The accusations are the latest scandal to hit Russian sport after the country was banned from competing in several international competitions over state-sponsored doping.
"Russia's Olympic squad will be prevented from participating fully in the Olympic Games in Tokyo... I think that this will also happen at the (Winter Olympic) Games in China," the head of Russia's RUSADA agency, Yuri Ganus, told AFP in an exclusive interview.
The best-case scenario in his view is very limited participation "by certain athletes, by invitation", as happened at the 2018 Pyeongchang Winter Olympics.
He expects other penalties too, including restrictions on holding international tournaments in Russia, exclusion of Russians from international sports federations and fines.

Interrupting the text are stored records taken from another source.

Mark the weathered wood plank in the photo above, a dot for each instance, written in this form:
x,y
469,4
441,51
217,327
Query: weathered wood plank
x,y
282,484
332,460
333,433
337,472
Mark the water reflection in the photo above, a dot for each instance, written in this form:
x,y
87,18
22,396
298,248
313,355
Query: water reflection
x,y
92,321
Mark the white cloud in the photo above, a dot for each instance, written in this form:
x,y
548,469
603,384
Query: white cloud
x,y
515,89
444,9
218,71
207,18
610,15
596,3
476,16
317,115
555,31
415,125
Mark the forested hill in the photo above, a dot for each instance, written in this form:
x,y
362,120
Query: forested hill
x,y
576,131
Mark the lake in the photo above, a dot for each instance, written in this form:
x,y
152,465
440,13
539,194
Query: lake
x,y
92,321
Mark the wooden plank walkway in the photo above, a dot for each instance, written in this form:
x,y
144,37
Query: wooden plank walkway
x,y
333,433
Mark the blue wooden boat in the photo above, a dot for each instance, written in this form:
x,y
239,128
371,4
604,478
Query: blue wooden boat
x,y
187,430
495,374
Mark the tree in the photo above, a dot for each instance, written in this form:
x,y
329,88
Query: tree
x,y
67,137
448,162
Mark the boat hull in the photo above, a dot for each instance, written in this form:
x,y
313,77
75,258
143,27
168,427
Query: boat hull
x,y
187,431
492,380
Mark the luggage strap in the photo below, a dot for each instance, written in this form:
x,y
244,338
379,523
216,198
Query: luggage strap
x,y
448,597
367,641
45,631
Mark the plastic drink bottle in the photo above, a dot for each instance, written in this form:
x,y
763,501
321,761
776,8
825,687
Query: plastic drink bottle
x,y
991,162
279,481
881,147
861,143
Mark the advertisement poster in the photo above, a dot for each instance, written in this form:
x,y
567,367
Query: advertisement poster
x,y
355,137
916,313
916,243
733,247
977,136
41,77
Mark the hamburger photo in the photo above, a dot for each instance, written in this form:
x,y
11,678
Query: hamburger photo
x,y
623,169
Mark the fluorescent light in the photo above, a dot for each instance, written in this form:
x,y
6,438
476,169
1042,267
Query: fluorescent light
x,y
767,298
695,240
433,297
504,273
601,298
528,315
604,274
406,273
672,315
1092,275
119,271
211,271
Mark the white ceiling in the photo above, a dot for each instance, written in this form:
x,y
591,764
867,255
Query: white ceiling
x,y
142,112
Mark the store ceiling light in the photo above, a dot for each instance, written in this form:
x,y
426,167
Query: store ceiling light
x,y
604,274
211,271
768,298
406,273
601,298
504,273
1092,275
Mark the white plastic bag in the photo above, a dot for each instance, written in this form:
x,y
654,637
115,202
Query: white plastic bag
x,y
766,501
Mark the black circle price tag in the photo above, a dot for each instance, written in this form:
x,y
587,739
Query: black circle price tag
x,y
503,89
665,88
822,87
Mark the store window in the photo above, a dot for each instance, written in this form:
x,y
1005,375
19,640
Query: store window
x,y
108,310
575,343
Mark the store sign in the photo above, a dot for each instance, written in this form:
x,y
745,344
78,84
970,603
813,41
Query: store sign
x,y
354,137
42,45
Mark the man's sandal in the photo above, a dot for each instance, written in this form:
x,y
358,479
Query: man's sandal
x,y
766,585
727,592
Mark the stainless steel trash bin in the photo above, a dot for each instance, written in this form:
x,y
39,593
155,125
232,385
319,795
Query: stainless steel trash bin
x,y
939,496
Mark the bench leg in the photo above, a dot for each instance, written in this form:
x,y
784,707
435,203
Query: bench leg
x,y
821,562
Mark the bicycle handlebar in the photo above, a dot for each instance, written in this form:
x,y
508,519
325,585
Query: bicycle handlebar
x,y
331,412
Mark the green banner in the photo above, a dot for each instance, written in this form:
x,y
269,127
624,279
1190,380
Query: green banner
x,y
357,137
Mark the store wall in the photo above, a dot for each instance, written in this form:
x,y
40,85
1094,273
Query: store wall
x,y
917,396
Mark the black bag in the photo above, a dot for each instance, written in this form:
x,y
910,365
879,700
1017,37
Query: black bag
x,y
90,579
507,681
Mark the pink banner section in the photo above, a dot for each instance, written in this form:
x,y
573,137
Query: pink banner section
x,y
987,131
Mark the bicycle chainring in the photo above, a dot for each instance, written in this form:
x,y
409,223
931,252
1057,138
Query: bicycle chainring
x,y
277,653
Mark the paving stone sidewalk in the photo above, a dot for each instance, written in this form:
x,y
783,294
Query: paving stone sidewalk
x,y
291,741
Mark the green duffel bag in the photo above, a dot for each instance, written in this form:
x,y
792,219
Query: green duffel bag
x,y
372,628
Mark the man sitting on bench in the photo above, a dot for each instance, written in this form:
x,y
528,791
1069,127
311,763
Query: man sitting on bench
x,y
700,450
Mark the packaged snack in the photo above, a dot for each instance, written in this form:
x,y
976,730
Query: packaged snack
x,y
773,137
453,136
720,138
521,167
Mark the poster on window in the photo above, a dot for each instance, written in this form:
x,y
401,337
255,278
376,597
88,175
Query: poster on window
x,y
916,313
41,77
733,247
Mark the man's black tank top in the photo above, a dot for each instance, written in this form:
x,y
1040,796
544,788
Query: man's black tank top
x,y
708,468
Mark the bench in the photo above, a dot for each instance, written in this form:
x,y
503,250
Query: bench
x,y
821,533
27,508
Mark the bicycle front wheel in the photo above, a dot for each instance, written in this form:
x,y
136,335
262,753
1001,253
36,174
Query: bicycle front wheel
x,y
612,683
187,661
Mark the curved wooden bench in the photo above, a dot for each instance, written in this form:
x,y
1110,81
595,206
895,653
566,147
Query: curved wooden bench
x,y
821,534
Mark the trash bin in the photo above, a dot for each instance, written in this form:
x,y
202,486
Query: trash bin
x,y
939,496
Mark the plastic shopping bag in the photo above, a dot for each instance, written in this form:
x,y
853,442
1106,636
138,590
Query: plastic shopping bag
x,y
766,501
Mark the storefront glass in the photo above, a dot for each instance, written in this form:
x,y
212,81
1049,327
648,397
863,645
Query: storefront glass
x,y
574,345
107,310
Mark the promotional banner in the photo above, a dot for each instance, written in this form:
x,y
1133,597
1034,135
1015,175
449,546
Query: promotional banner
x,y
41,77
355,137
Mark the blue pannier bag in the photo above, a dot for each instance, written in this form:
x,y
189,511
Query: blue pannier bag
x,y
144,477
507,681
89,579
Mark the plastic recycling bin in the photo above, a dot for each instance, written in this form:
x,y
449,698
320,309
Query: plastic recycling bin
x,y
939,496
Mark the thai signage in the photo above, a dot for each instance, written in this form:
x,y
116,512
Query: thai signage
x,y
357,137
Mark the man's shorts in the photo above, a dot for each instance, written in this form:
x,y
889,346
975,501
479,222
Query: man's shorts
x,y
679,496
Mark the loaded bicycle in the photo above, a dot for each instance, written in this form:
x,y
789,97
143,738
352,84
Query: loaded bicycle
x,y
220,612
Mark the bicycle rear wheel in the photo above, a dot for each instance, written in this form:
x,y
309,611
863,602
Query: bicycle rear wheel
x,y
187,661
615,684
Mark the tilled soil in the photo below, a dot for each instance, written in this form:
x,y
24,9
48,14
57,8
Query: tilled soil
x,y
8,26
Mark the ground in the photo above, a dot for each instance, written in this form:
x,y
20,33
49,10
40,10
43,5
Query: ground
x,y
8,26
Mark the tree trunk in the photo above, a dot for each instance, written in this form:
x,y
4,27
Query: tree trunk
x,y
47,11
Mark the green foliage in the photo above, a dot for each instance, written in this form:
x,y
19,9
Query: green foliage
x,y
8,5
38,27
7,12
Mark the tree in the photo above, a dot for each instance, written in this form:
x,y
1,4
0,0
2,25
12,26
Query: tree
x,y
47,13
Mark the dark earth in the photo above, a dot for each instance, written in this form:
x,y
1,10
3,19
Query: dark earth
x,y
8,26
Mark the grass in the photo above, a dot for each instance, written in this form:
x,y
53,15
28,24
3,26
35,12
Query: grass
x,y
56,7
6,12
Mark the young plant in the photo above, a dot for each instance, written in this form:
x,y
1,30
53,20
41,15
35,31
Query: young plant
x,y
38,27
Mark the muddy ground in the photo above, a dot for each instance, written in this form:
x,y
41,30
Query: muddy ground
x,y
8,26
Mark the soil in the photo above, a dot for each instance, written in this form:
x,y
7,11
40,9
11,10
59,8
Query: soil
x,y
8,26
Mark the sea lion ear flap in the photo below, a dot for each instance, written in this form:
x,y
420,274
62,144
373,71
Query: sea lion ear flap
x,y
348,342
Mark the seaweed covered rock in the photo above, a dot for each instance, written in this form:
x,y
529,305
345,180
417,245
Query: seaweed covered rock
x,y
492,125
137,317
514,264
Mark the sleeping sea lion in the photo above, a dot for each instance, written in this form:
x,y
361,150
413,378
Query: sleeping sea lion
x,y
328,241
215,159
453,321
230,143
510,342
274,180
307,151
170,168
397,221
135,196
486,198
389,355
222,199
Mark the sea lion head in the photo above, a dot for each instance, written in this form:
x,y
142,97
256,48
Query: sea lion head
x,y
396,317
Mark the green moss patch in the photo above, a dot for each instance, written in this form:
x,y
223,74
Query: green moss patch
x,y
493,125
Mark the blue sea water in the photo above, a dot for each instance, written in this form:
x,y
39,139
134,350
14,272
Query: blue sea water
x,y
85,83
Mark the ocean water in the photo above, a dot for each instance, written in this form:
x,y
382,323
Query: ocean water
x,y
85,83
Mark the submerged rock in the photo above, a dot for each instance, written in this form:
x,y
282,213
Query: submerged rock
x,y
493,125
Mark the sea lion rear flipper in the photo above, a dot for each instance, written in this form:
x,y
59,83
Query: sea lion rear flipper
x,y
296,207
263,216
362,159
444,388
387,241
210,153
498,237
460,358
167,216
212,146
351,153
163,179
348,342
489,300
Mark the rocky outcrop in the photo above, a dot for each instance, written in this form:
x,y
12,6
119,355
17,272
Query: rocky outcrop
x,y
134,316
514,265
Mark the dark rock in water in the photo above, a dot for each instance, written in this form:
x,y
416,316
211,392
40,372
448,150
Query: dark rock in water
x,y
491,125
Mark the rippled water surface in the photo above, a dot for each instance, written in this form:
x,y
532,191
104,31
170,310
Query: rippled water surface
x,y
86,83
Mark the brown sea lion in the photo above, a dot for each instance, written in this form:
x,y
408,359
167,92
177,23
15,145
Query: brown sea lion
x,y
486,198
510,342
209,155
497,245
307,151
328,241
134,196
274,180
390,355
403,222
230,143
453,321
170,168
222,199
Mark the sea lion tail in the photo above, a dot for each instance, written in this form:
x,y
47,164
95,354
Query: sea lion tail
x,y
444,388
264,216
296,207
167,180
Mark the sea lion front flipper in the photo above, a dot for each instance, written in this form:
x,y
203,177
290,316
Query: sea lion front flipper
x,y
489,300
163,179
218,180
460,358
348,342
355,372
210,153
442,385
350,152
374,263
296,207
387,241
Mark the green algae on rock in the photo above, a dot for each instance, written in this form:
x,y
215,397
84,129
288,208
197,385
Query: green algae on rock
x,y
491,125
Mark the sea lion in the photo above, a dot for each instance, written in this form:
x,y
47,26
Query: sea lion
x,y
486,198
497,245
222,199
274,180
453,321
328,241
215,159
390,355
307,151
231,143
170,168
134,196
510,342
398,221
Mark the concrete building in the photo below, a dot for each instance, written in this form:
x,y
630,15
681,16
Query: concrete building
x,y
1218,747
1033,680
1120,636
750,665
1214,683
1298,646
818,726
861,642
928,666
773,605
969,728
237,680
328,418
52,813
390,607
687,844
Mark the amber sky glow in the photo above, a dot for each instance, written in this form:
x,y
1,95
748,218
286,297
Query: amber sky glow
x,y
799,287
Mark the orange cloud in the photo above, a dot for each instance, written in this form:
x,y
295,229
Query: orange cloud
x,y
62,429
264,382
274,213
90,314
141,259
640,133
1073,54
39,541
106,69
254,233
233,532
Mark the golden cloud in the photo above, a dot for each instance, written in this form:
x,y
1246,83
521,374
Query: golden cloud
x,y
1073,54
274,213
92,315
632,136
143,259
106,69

In September, the World Anti-Doping Agency (WADA) demanded Russia explain "inconsistencies" in electronic data it handed over which listed results of tests carried out under the laboratory's previous leadership.
The data handover was supposed to demonstrate Russia's desire for transparency after the scandalous revelations that RUSADA facilitated state-sponsored doping between 2011 and 2015.
Russian sports minister Pavel Kolobkov sent a letter of explanation to WADA about the data it queried on 8 October.
But Ganus — who says he has not had access to that letter — suggests the scale of the data manipulation is such that these explanations are likely to be insufficient.
On 23 October, WADA's Compliance Review Committee, which has powers to recommend sanctions, is set to meet experts who have analysed the data and looked at Russia's explanations.
The walls of Ganus's office in central Moscow are covered with posters promoting clean sport and messages of support from counterparts around the world.
He insists his organisation had nothing to do with the data manipulation because it did not have access to the database in question.
He believes that high-ranking officials must have carried out the fraud since the laboratory data was "under the control of Russia's Investigative Committee."
The powerful agency is leading criminal investigations into laboratory employees who were allegedly involved in state-sponsored doping.
But Ganus wonders what those investigations could hope to achieve now that the credibility of authorities has been so undermined in his eyes.
He hints that officials may have intervened to protect top athletes from the revelation of their use of doping.
"Whose names were in there? What was there in the data? This data was information about athletes' test samples.
"Who were the people who were able to infiltrate the Investigative Committee, what state powers did they have? This is extremely serious," Ganus says.
The falsifications took place "on the eve of the transfer (of the data) to WADA".
Ganus, whose appointment as head of RUSADA in 2017 was supposed to drag Russia out of a morass, now sees the country at a crossroads.
"This is a blow to the current generation of athletes and to future generations as well," he says.
"It's a tragedy."
In recent months Ganus has issued harsh criticisms of Russia's sporting authorities, accusing Russian media of attempting to discredit him and inventing a Western conspiracy against Moscow.
"All my statements are aimed at us making the right decisions," he says.
"Russia cannot continue any more with its old methods which have made the doping crisis worse."
"We need to get rid of the idea that the West is trying to put pressure on us," he says.
"Russia needs to put its own house in order."
The country needs "new heads of the sporting organisations," he says, stressing that this "should include" a new sports minister.
In the fight to clean up sport, he is "counting on the support of the president" Vladimir Putin.